Kindly open a case with Infoblox support.

Best Regards,

Bibin Thomas

paulr · ‎08-21-2019

Thanks, I did pull the support bundles and took a look through the logs but couldn't find anything suspicious. We added more scopes last Friday and didn't have any problems so maybe it was just one-off. We are adding the final batch of scopes this weekend so will see how we get on then and if we have more problems we'll pull another set of support bundles and log a ticket.

Paul Roberts
PCN (UK) Ltd

All opinions expressed are my own and not representative of PCN Inc./PCN (UK) Ltd. E&OE

bkoshy · ‎01-02-2020

Hello again Paul,

I got to learn from Engineering that this is a major change that went into 8.4.x.

There is a chance for the FOA to goto recover-wait for ~MCLT time [especially while moving ranges back and forth from single-member-->FOA] and the change was done to overcome an issue much larger in impact [Pool rebalancing failure for 1/multiple/all dhcp ranges].

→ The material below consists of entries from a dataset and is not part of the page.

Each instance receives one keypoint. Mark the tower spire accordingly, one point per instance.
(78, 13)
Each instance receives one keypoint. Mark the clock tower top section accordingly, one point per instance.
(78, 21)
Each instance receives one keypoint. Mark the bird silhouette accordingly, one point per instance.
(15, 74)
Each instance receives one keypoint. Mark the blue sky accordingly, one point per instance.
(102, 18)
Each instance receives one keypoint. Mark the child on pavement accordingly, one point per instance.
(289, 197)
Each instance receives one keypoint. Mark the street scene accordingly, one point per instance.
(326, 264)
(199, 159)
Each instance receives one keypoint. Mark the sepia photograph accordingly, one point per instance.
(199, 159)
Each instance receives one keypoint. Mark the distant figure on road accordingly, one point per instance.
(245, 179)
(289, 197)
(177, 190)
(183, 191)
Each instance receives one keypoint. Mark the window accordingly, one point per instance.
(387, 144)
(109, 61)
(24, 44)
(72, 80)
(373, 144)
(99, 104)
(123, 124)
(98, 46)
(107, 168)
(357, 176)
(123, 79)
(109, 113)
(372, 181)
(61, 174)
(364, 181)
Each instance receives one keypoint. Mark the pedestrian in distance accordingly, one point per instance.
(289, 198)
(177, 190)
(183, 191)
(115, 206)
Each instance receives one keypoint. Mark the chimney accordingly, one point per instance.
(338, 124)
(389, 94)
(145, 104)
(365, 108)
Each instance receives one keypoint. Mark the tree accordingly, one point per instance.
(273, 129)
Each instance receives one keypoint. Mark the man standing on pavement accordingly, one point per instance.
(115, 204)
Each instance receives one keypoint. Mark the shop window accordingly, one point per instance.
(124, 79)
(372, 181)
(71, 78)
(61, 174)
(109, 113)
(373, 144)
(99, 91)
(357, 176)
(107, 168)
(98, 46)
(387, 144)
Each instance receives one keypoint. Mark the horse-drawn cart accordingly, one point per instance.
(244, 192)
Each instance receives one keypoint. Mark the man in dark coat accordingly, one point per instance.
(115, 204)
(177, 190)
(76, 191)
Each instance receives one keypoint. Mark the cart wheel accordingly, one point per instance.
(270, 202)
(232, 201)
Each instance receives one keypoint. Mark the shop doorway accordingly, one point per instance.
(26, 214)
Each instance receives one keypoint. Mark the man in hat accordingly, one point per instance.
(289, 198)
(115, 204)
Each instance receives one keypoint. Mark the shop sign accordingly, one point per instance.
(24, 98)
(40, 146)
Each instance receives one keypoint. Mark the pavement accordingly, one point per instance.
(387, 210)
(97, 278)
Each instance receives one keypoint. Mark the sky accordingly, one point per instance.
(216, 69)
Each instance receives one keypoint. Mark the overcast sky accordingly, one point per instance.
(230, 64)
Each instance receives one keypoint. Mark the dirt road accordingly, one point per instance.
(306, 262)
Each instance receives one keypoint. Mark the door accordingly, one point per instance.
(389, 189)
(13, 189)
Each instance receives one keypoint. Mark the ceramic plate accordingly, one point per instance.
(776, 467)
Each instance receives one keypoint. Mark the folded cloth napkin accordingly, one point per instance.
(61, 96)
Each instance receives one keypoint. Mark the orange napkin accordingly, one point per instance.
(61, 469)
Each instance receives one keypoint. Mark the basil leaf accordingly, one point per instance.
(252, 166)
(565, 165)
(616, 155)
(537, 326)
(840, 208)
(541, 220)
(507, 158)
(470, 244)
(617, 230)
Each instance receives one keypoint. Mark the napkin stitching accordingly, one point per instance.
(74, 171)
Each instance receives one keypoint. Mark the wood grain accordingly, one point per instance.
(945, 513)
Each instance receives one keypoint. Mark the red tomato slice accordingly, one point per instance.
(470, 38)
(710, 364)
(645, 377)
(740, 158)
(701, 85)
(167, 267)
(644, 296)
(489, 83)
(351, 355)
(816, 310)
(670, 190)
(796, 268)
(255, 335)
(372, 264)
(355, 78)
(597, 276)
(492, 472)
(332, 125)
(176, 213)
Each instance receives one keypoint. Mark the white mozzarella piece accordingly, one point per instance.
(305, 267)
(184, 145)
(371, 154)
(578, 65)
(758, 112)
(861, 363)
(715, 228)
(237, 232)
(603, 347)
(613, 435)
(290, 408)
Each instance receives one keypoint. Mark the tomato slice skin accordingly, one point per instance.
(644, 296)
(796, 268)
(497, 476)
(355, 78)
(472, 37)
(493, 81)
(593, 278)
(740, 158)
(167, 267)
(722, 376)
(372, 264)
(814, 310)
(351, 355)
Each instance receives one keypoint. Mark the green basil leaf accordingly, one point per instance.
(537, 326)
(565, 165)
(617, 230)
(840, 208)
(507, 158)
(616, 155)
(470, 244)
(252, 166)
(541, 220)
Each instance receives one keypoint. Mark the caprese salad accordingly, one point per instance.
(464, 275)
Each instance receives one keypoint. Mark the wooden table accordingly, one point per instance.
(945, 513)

We will request to have this documented well in the Administrator Guide but unfortunately the only suggestion I have for customers making such changes are to plan such changes in a maintenance window of [Time required for the change+MCLT].

Best Regards,
Bibin Thomas

paulr · ‎04-08-2020

Thanks for the reply Bibin. I am a little concerned about this change now, I have project coming up where I have to take an existing single DHCP server and add a failover peer to all the existing ranges.

So it seems that the new peer may well go into recover-wait state for MCLT, that isn't too bad I suppose, but what about the existing node? I hope that will keep operating and doesn't also go into recover-wait state - I am trying to deploy the failover peer without causing an outage, but you have got me worried now....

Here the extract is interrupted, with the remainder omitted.